Alaini Spata (born 12 September 2008) is an American rhythmic gymnast. She represents the United States in international competitions as a member of the national group.

== Biography ==
In 2023 Spata integrated into the national junior group, making her debut at the Gymnastik International in Schmiden, taking 5th place with 5 balls. In April they took part in the Sofia International Tournament being 11th overall. At the Portimão International Tournament they won bronze with 5 ropes and silver in the All-Around and with 5 balls. In June she competed at the Pan American Championships in Guadalajara (along Annabella Hantov, Kristina Lee, Greta Pavilonyte and Goda Balsys) winning bronze with 5 ropes and silver in the All-Around and with 5 balls. At the 2nd Junior World Championships in Sofia the group took 22nd place in the All-Around, 23rd with 5 ropes, 20th with 5 balls and 11th in teams.

She became a senior in 2024 and in September, after the members of the previous group retired, she was called up to form the new senior group under the orders of Kamelia Dunavska and Margarita Mamzina.

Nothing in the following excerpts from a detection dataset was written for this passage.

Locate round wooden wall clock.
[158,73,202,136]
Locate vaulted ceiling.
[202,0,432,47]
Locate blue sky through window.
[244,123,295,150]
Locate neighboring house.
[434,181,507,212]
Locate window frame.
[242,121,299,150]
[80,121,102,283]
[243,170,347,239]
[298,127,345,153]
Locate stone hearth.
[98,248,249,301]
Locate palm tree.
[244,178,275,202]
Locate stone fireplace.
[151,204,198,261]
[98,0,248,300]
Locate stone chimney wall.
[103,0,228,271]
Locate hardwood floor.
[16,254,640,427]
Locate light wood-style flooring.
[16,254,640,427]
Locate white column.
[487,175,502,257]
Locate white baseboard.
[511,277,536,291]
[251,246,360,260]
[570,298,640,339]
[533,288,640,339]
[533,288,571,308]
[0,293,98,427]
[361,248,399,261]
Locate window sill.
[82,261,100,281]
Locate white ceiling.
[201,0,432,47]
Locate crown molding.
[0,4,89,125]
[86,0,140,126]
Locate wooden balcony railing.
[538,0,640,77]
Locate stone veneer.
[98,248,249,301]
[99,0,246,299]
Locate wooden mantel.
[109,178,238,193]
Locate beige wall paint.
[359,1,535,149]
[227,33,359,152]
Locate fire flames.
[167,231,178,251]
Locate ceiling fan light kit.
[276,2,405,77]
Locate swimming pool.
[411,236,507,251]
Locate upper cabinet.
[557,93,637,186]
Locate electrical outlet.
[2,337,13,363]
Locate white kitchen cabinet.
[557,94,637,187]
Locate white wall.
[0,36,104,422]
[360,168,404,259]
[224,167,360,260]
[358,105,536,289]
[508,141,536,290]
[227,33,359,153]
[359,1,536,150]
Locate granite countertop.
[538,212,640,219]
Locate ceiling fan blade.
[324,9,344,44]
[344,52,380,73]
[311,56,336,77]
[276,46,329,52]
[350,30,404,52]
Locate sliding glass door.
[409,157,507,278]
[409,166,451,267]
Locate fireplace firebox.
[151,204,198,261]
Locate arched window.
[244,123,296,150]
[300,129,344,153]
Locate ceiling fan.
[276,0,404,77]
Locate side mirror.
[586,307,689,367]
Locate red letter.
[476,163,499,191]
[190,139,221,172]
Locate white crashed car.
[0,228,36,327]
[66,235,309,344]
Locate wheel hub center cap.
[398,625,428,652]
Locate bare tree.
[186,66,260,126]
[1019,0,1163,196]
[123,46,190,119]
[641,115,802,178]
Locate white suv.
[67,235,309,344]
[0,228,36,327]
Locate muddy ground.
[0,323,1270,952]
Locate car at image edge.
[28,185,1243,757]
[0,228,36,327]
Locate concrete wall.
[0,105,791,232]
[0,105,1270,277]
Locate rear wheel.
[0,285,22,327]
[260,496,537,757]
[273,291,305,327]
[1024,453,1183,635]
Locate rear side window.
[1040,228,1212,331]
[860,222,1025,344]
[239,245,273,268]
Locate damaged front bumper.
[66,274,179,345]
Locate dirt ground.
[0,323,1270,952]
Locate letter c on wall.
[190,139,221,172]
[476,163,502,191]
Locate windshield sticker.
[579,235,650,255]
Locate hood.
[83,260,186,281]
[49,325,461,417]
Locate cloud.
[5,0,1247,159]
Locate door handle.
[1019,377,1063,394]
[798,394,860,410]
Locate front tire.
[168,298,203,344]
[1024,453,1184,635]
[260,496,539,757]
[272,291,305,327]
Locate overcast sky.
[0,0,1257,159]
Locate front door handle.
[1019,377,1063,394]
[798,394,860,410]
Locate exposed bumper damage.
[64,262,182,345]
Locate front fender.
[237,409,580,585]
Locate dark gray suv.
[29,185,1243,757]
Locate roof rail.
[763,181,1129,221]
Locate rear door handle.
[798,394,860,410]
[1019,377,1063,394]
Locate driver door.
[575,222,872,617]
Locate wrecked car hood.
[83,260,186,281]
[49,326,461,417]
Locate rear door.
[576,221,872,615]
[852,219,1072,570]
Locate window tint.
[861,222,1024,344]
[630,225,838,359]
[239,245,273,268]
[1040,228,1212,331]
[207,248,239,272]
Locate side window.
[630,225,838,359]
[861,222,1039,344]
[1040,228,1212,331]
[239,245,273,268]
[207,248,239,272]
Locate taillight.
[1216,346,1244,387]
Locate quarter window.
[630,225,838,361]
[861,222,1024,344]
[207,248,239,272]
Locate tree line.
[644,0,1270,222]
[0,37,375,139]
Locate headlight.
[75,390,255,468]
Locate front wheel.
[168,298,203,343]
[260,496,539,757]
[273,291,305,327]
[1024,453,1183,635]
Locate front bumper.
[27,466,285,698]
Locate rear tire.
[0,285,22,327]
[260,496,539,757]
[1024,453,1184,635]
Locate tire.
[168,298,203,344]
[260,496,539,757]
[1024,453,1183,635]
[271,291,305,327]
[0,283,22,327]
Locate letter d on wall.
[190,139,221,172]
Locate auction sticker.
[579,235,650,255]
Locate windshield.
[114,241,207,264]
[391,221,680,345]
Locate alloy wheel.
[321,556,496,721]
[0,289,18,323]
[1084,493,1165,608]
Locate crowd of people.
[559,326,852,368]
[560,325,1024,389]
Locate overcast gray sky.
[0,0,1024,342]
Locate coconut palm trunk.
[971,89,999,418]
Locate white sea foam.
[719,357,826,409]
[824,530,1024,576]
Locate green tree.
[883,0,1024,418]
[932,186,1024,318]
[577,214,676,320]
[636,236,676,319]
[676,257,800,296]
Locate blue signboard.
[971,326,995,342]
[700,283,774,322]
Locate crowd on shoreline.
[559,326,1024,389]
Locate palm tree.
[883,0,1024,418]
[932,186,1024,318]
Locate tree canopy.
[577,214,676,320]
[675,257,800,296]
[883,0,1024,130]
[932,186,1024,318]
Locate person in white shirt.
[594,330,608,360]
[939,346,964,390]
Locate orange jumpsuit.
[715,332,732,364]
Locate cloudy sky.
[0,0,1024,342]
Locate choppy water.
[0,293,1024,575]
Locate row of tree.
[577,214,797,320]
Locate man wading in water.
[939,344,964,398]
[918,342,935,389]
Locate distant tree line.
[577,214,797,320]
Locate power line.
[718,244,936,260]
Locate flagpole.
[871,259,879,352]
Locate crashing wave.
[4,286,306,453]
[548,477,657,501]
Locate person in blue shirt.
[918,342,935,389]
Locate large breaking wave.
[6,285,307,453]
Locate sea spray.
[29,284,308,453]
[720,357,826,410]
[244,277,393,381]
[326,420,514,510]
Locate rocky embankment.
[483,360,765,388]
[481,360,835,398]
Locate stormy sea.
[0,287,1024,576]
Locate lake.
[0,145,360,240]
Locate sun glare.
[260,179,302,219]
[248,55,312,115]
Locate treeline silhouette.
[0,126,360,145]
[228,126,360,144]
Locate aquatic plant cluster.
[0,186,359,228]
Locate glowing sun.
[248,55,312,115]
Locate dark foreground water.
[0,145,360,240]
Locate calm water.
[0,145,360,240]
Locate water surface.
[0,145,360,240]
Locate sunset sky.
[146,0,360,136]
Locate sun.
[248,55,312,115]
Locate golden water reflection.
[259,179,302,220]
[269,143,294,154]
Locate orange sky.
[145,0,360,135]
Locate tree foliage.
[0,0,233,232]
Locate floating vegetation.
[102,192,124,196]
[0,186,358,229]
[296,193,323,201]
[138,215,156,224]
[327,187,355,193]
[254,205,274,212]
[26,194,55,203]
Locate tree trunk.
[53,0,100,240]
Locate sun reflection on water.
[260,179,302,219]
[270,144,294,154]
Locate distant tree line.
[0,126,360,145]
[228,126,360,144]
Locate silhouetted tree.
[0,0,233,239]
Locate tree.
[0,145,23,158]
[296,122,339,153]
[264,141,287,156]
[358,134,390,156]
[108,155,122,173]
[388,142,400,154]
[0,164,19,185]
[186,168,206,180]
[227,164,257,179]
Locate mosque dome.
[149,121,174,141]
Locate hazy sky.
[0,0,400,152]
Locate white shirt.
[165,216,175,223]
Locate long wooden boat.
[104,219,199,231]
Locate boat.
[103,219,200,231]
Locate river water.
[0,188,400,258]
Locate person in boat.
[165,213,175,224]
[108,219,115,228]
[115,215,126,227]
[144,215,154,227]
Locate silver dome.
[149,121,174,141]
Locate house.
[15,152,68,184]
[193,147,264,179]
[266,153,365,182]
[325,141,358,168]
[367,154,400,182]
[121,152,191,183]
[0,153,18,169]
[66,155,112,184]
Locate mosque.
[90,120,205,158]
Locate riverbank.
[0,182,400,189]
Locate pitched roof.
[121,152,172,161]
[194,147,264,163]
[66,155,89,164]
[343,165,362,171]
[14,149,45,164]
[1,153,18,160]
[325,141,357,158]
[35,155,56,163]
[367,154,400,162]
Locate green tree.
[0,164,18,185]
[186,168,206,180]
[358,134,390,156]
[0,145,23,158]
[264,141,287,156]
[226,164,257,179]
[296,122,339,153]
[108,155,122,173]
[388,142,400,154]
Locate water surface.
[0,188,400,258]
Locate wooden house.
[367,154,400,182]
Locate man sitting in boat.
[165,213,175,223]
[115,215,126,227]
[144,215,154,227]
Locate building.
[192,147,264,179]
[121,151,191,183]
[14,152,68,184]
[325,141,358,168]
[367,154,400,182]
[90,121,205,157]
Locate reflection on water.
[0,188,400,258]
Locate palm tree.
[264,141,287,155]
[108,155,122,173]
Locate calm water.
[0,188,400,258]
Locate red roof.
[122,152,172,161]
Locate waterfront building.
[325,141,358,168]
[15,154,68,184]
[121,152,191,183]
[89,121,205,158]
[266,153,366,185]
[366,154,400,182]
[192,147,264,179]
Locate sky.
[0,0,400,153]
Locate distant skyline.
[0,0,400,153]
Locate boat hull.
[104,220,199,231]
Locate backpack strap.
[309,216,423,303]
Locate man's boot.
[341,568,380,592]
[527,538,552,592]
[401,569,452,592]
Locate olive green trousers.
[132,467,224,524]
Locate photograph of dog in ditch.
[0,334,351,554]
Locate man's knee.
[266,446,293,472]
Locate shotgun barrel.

The new group made its debut at the Friendship Cup in Alkmaar, winning gold overall. At the World Cup in Sofia they finished 10th overall, 12th with 3 balls & 2 hoops and 8th with ribbons. In Baku they were 11th in the All-Around, 13th with 5 ribbons and 9th in the mixed event. At the Portimão World Challenge Cup they were 5th overall, winning bronze with 5 ribbons and silver with 3 balls & 2 hoops. In June she participated in the Pan American Championships in Asunción, winning bronze in the All-Around and with 5 ribbons as well as silver in the mixed event. In July she performed at the World Cup in Milan, being 13th in the All-Around, 10th with 5 ribbons and 14th with 3 balls & 2 hoops. A week later the group participated in the stage in Cluj-Napoca, finishing 10th overall, 10th with 5 ribbons and 12th in the mixed event. She was then selected for the World Championships in Rio de Janeiro along Kalina Trayanov, Anabella Hantov, Greta Pavilonyte, Goda Balsys and Natalia Ye-Granda.